2. Define the Problem

Before delving into the BLEU score, let's revisit the problem at hand. Translation quality is inherently subjective and challenging to quantify due to the inherent ambiguity of language. Directly comparing two machine translation results is practically impossible without human involvement. Therefore, we need to devise an effective method to assess translation quality. One promising approach is to compare the similarity between each machine translation and its corresponding human counterpart. By considering human translations as the gold standard, we can determine which machine translation performs better based on their similarity scores. Higher similarity scores indicate better translation quality.

3. Precision

One simplistic method for evaluating translation quality is precision, defined as the ratio of the number of words in the machine translation that appear in the human translation to the total number of words in the machine translation. This ratio offers insight into the accuracy of the machine-translated words.

Formally, given a machine translation token list $TL_{pred}$ and a human translation token list $TL_{ref}$ $$ TL_{pred} = [t^{1}_{pred}, t^{2}_{pred}, \cdots, t^{n}_{pred}]$$ $$ TL_{ref} = [t^{1}_{ref}, t^{2}_{ref}, \cdots, t^{m}_{ref}]$$ where $t^{i}_{pred}$ and $t^{i}_{ref}$ are the $i$-th token in the machine translation and the human translation, respectively.

The precision is then calculated as: $$ P= \frac{\sum_{i=0}^{n}{Occurrences(TL_{ref},t^{i}_{pred})}}{ Len(TL_{pred})}$$ Here, $Occurrences(TL_{ref},t^{i}_{pred})$ indicates whether the word $t^{i}_{pred}$ appears in the human translation $TL_{ref}$, If yes, $Occurrences(TL_{ref},t^{i}_{pred})=1$, otherwise $Occurrences(TL_{ref},t^{i}_{pred})=0$. $Len(TL_{pred})$ denotes the total number of words in the machine translation $TL_{pred}$.

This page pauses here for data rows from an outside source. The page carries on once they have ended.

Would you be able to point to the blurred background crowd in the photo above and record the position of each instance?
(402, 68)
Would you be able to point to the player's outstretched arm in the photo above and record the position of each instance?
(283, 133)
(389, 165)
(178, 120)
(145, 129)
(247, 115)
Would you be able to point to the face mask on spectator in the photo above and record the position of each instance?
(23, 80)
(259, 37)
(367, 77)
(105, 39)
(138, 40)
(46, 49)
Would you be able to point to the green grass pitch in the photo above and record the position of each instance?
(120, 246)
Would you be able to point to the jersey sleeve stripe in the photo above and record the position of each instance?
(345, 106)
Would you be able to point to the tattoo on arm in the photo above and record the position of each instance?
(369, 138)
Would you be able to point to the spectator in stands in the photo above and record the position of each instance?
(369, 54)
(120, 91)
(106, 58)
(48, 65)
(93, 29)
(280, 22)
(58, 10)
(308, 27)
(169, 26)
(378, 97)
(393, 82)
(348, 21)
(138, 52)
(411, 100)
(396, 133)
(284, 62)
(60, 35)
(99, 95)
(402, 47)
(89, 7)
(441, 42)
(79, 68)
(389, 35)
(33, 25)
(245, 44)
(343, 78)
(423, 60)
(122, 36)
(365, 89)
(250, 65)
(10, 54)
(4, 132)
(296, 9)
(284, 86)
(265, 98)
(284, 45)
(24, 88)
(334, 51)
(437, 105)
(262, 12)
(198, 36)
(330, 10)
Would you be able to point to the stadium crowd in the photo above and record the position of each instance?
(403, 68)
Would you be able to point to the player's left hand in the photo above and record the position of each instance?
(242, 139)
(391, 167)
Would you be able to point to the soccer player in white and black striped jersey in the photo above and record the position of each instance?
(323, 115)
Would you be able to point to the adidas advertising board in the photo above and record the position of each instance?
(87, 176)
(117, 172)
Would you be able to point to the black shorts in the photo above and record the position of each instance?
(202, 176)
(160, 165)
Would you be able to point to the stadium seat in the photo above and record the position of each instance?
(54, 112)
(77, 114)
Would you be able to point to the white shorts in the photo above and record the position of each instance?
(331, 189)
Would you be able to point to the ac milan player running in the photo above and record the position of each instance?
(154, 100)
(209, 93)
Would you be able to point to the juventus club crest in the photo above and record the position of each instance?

Below is a code snippet demonstrating the calculation of precision:

def precision(pred: List[str], refs: List[List[str]]) -> float:
    """
    Calculate the precision of the machine translation
    :param pred: List of words in the machine translation
    :param refs: List of reference sentences, each sentence is a list of words
    :return: precision
    """

    correct = 0
    for word in pred:
        if any(word in ref for ref in refs):
            correct += 1
    return correct / len(pred)

However, this method has its limitations. It solely considers the precision of words in the machine translation and overlooks the recall of words in the human translation. Consequently, a low quality machine translation may exhibit high score. Consider the following example:

Machine Translation:: the the cat the the the the the
Human Translation:: the cat is on the mat

Despite achieving a precision of $\frac{8}{8} = 1 $, this machine translation is clearly inadequate.

4. Modified Precision

To address the limitations of the basic precision metric, the original BLEU paper proposes a modified version. This modified precision metric sets an upper limit on the number of times a word can be counted in the human translation. For instance, in the previous example, if the word "the" appears a maximum of 2 times in the human translation, the occurrences of "the" in the machine translation are calculated as the minimum between number of times "the" appears in the machine translation and number of times "the" appears in the human translation.

Formally, let's define the set of words in the machine translation as $S_{pred}$ and the set of words in the human translation as $S_{ref}$. $$ S_{pred} = \{ w^{1}_{pred}, w^{2}_{pred}, \cdots, w^{n}_{pred} \}$$ $$ S_{ref} = \{ w^{1}_{ref}, w^{2}_{ref}, \cdots, w^{m}_{ref} \}$$

The modified precision is then calculated as:

$$ P = \frac{ \sum_{w \in S_{pred}{ min(Count(S_{pred},w),Count(S_{ref},w))}} }{\sum_{w \in S_{pred}}{Count(S_{pred}, w)}}$$ where $Count(S_{pred},w)$ is the number of times the word $w$ appears in the machine translation where $Count(S_{ref},w)$ is the number of times the word $w$ appears in the human translation The denominator is the total number of words in the machine translation.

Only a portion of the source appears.